Naomi Osaka withdraws from French Open

The four-time Grand Slam champion had said she would not face the press during the French Open, citing mental health reasons.

Osaka said she suffered 'long bouts of depression' since the 2018 US Open [Guglielmo Mangiapane/Reuters]
Osaka said she suffered 'long bouts of depression' since the 2018 US Open [Guglielmo Mangiapane/Reuters]

Japan’s tennis player Naomi Osaka has said she is withdrawing from the French Open following the bitter fallout from her decision to boycott all media activity.

On Sunday, the former world number one was warned she could be thrown out of the French Open if she continues to boycott post-match news conferences at the tournament.

“The best thing for the tournament, the other players and my well being is that I withdraw so that everyone can get back to focusing on the tennis going on in Paris,” the world number two wrote on Twitter on Monday.

She was also fined $15,000 by Grand Slam organisers for failing to attend a news conference following her first-round win.


READ: Naomi Osaka’s French Open withdrawal statement in full


Earlier this week, the four-time Grand Slam champion said she would not face the press during the French Open, citing mental health reasons.

“I’ve often felt that people have no regard for athletes mental health and this rings very true whenever I see a press conference or partake in one,” she said last week.

In her Twitter post on Monday, she said she “suffered long bouts of depression since the US Open in 2018 and I have had a really hard time coping with that”.

“Anyone that knows me knows I’m introverted, and anyone that has seen me at the tournaments will notice that I’m often wearing headphones as that helps dull my social anxiety.

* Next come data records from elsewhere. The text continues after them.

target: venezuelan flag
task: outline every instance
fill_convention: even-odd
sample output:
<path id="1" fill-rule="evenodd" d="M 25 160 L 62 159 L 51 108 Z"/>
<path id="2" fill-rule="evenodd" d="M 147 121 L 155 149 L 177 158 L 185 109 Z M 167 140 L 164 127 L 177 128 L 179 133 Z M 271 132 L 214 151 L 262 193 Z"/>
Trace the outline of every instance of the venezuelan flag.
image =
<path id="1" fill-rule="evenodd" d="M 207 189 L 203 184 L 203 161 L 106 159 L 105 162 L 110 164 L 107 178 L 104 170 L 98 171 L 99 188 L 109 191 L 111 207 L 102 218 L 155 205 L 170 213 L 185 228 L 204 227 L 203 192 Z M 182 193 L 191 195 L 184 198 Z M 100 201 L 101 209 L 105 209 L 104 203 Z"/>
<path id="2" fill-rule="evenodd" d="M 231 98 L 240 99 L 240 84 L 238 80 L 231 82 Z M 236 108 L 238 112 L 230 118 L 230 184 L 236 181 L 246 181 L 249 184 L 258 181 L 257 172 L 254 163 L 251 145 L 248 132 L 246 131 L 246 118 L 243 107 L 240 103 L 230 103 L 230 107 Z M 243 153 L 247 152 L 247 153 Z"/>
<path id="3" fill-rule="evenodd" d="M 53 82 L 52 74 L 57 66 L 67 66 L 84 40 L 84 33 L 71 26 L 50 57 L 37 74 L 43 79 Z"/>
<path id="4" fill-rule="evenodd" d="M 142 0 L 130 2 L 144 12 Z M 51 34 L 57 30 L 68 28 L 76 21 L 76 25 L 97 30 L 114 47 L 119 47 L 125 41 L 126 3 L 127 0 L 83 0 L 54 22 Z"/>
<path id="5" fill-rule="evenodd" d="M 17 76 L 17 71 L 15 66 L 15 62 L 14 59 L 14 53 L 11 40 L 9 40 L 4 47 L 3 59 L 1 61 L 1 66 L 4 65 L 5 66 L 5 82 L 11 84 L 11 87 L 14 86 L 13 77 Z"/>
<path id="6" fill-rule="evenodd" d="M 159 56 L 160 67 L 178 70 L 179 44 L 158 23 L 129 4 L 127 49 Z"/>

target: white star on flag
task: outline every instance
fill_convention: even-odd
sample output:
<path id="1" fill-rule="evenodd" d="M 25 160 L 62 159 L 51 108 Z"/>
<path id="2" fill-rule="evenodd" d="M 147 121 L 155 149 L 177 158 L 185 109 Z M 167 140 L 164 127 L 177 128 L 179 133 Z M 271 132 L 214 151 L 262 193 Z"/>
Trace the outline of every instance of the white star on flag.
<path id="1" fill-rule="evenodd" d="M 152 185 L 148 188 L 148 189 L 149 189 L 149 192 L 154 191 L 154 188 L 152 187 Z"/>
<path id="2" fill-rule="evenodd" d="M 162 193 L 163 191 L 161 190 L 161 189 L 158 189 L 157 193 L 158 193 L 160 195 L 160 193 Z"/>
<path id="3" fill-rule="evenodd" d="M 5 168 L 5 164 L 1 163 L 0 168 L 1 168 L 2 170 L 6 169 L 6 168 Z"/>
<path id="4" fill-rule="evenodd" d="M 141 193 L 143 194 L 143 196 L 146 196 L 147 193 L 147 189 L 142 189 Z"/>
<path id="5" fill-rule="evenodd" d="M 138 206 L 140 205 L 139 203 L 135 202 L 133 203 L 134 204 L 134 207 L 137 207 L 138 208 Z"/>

“Though the tennis press has always been kind to me (and I wanna apologise especially to all the cool journalists who I may have
hurt), I am not a natural public speaker and get huge waves of anxiety before I speak to the world’s media.”

“I’m gonna take some time away from the court now, but when the time is right I really want to work with the Tour to discuss ways we can
make things better for the players, press and fans.”

Osaka said she has also apologised to organisers over the affair which has dominated the early stages of the French Open ever since she warned last week.

French Tennis Federation president Gilles Moretton said “we are sorry and sad for Naomi Osaka that she has withdrawn from the tournament”.

He had earlier described Osaka’s vow of silence as “a phenomenal error”.

The four Grand Slam events – Wimbledon, the French, Australian and US Opens – said they had written to Osaka “to check on her well-being and offer support”.

“She was also reminded of her obligations, the consequences of not meeting them and that rules should equally apply to all players.”